Sometimes, I’m easy on myself. Sometimes, the idea finds its way to a note on my phone or the first few sentences meet the page, get saved, then filed away for future reference. You see, the first several words emerge, and then the energy simply drains away from me. Part of me grows angry and wants to keep going, but if it keeps going, I lose the magic, which frustrates me further, which makes me even sloppier, which frustrates me further — wash, rinse, repeat. Another part of me is afraid; I’ve already lost my creativity once and I don’t want to lose it again, perhaps forever.

So this delicate waltz keeps being danced inside me: the spark of inspiration, the scribing of words, the creativity dying. One-two-three, one-two-three, like my Mom teaching me to dance in our kitchen when I was 12.

I fought through depersonalization by sometimes going outside my comfort zone and sometimes taking it easy on myself. With previous injuries, continuously pushing myself only led to a longer recovery, and I was mindful of this during those recoveries.

Part of this reason is why I go through fits and starts of writing blogs. Blogs, for me, are easier, because they don’t need as much creativity or energy because, well, I’m writing about real life. My life. There’s no “right” answer or “right” way of arranging the words.

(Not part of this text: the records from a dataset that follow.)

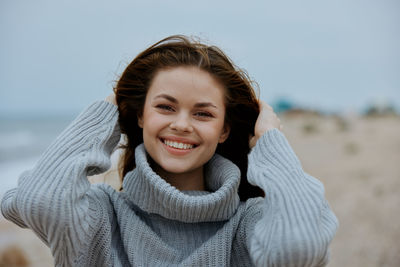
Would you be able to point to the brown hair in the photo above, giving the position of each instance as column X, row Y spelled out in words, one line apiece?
column 241, row 103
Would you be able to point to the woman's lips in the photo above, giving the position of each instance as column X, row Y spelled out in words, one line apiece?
column 178, row 146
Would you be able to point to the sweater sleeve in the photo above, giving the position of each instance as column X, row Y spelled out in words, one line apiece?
column 293, row 225
column 51, row 198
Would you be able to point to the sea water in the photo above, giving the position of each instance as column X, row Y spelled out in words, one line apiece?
column 22, row 141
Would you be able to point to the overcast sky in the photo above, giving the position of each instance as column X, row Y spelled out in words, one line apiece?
column 58, row 56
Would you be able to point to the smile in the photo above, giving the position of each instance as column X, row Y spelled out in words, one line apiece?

I’ve said in previous blogs that part of me is excited because depersonalization has given me a blank slate, in many ways, in my life. What I once enjoyed is merely tolerable now — neither enjoyed nor disliked — and that unfolds other opportunities to me. That’s at least how the optimistic side of me sees it.

But the pessimistic side of me is frustrated. Angry. I feel robbed. The only thing I can compare it to is what I imagine what losing a limb must feel like: the phantom sensations, the dreams of being whole to awaken to the harsh reality of being not as complete as you once were. I feel like I’m driving on the highway of life while looking at the rear view mirror.

Will the creativity come back? I think so. Maybe differently. I feel it surge in me sometimes, and I need to learn to pin it down better and flow with it until the energy is gone. This is how I recovered my emotions when I had depersonalization. The emotion broke through the wall of depersonalization — sometimes very quickly and very harshly and very strongly — and I learned to acknowledge it, ride the emotion out, deal with it, and then let it fade naturally. (Using the limb lost imagery: imagine losing your leg and learning to walk again. That’s what reconnecting to my emotions has been like.)

There have been good things to nudge me in the right direction with my creativity. This year, I refined my story “The Replacement” a few times, and even made the ballsy move to submit it to The New Yorker, and, after not hearing anything back from them, to The Atlantic. No answer means rejection from those two publications — and let’s face it, the odds of me getting published in either one at the moment is really minuscule — but I reworked parts of the story and expanded more parts, as per the feedback I received on Scribophile, and submit it again to Glimmer Train Press for consideration in a fiction-writing contest they were holding. While this isn’t creative as much as refining the story I have, there were small creative elements to it this latest round by adding scenes. Do I think they are as strong as the other scenes in the story? No. But with more revisions, especially when I have that creative spark flickering, it will get better.

What am I saying here? If you have depersonalization, or any other condition that’s stiffled your creativity, be patient, be kind, be strong, be resilient, and keep working at regaining it, slowly but surely. You will get there. Have faith.